Blue Feather Music Festival is still a volunteer-run non-profit, and even Bailie himself has been a volunteer for the past 25 years. Of course, the festival comes with production costs, and artists need to be paid and have their travel expenses covered, but Bailie is still committed to keeping ticket prices low.

“We’ve been successful every single year,” he says. “It’s been very rewarding. There are challenges along the way … nothing always goes exactly as planned, so we’re always learning and I’m always learning new things, but I have to say probably the biggest reason we succeed is because we have a really good team of people who are dedicated to being there and putting their best foot forward and just trying to do something that’s really good for the community.”

The two-day lineup of this year’s edition features a total of eight acts: four local and four travelling. Representing the Yukon will be Diyet & The Love Soldiers, Cows Go Moo, Matthew Lien, and a 25th anniversary reunion performance by Average Joe. Acts coming from afar to take part in the festival are Ottawa-come-Austin, TX blues guitar-slinger Sue Foley, Ontario-based Indigenous songwriting duo Digging Roots, Vancouver Island Eagles tribute band Eagle Eyes, and Saskatoon’s alternative pop/rock group Wide Mouth Mason. The festival, like always, will take place at the Yukon Arts Centre (YAC) on the main stage.
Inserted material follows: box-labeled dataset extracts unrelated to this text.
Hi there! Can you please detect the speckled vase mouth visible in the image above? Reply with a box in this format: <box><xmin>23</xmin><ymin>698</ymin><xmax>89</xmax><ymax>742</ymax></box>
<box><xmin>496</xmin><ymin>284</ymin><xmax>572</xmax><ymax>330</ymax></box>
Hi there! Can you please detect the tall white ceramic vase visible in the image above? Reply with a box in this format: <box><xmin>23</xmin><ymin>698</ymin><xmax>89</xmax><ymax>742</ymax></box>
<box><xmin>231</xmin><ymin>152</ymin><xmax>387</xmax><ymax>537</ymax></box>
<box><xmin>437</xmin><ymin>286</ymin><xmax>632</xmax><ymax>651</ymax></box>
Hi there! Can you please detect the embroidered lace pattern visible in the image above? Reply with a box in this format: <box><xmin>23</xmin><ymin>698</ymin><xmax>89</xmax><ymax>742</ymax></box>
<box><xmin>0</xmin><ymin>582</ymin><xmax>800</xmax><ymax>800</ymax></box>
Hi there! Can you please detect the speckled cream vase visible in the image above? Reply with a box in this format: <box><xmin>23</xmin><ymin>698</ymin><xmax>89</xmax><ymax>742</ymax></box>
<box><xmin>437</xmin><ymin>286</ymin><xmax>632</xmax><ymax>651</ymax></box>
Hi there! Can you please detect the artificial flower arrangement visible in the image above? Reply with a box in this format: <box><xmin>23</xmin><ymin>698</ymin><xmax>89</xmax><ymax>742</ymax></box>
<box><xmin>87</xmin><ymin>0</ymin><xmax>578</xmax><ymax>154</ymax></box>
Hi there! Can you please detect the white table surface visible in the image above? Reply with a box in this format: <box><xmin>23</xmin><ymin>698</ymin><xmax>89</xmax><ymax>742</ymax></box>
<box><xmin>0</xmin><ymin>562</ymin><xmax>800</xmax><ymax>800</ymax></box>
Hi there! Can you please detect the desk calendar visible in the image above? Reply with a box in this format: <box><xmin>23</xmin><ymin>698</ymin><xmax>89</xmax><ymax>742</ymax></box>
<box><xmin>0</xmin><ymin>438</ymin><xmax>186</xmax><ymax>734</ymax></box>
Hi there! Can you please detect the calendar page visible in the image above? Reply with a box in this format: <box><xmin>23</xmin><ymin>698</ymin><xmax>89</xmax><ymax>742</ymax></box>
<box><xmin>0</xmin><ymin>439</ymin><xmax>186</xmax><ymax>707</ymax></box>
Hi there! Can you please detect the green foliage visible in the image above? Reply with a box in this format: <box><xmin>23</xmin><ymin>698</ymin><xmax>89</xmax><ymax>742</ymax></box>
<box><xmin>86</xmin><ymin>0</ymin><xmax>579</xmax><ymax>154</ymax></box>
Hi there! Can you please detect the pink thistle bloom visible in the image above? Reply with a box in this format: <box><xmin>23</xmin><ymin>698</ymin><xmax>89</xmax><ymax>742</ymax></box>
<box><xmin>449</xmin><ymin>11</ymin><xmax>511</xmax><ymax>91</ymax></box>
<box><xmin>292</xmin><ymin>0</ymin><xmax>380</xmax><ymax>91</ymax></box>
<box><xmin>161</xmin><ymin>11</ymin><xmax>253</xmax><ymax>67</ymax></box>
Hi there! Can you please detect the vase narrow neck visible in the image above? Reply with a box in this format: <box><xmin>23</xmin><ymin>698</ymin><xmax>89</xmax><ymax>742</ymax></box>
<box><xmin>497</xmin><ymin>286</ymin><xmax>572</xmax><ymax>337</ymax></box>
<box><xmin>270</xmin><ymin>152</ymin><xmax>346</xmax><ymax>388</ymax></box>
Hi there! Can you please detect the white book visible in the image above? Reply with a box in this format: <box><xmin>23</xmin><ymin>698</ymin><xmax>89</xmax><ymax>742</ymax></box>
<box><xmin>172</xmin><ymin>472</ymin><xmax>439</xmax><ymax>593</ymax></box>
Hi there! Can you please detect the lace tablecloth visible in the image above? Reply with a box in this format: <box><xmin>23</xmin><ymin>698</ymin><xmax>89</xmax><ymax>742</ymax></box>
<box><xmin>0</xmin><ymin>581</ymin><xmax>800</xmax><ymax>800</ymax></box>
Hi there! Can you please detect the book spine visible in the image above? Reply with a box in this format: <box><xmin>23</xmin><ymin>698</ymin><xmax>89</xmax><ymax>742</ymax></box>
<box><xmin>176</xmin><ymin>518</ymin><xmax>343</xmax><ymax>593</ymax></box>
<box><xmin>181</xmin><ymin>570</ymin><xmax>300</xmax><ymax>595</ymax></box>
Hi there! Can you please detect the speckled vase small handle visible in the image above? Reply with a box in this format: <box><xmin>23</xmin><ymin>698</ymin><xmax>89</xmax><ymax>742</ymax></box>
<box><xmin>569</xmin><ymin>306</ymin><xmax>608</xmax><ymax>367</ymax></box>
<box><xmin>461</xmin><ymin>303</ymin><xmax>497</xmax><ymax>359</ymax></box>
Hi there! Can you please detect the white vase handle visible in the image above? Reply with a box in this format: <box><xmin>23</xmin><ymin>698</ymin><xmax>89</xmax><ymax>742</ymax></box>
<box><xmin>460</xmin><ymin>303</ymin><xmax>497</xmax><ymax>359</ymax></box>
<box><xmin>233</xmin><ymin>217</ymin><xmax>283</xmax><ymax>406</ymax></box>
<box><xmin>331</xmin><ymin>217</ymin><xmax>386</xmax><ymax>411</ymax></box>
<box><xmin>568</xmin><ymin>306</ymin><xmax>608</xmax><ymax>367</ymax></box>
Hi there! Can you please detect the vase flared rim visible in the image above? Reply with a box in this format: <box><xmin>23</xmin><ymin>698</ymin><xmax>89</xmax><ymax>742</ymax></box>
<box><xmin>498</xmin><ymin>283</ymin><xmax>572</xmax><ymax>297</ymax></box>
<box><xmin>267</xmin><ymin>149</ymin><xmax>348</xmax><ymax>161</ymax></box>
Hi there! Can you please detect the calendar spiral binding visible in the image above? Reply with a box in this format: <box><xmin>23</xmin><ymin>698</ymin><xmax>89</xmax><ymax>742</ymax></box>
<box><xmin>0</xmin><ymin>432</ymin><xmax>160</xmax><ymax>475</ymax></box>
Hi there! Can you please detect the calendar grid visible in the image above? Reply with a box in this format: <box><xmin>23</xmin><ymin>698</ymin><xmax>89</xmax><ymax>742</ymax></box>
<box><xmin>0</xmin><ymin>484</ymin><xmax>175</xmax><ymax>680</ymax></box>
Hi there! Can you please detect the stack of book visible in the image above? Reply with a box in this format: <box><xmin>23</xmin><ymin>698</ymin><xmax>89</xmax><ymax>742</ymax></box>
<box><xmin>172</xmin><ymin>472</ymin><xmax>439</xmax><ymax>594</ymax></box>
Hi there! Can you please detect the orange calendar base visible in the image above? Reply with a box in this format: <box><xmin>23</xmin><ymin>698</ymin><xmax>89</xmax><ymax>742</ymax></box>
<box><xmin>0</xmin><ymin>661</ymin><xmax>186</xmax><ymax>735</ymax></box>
“I always have to give a shout out to the Yukon Arts Centre for their support along the way,” says Bailie. “Every festival has been there, and it’s a beautiful location and a beautiful venue.”

Having spent so much of his life dedicated to this festival, Bailie has begun to consider the future of the festival when he is no longer able to organize and run it. He wants to see the festival continue on, with limited involvement from him, eventually being taken over by a new team of successors and continuing to bring together the community long after his own time. Because he’s already accomplished so much more than he thought possible with the festival, no artist he wants to work with is too far out of reach.

Love and a .38 performed at the 2023 Blue Feather

“After Blue Feather on Nov. 19, I’m taking my granddaughter to the Vogue Theatre in Vancouver to see Robert Plant,” he says. “I fluked out … I don’t know how this happened, but I got front-row tickets. So I’m making a sign and then when he comes onto my side of the stage, I’m standing up and I’m holding it open.”

The text on Bailie’s sign? “Come to the Yukon: Blue Feather Music Festival.”

“It’s a mind seed,” he says. “He’s gonna see it, and it’s gonna plant a seed in his mind.”

Bailie says McNabb’s story that inspired Blue Feather resonates because she represents countless young people who never got to live their full lives, and he hopes Blue Feather Music Festival can serve as a sign of hope for all who can relate to his experiences.

“They had mothers and fathers and brothers and sisters, and they all mattered,” he says. “I always thought about all of them.”

The festival has been the one constant over the past two-and-a-half decades helping Bailie to heal, and he believes it can do that for others as well. It’s already been 25 years of Blue Feather, but he’s looking forward to the next 25.

“I honestly had no intention of creating a music festival,” Bailie says. “We were just trying to do something good in the community.”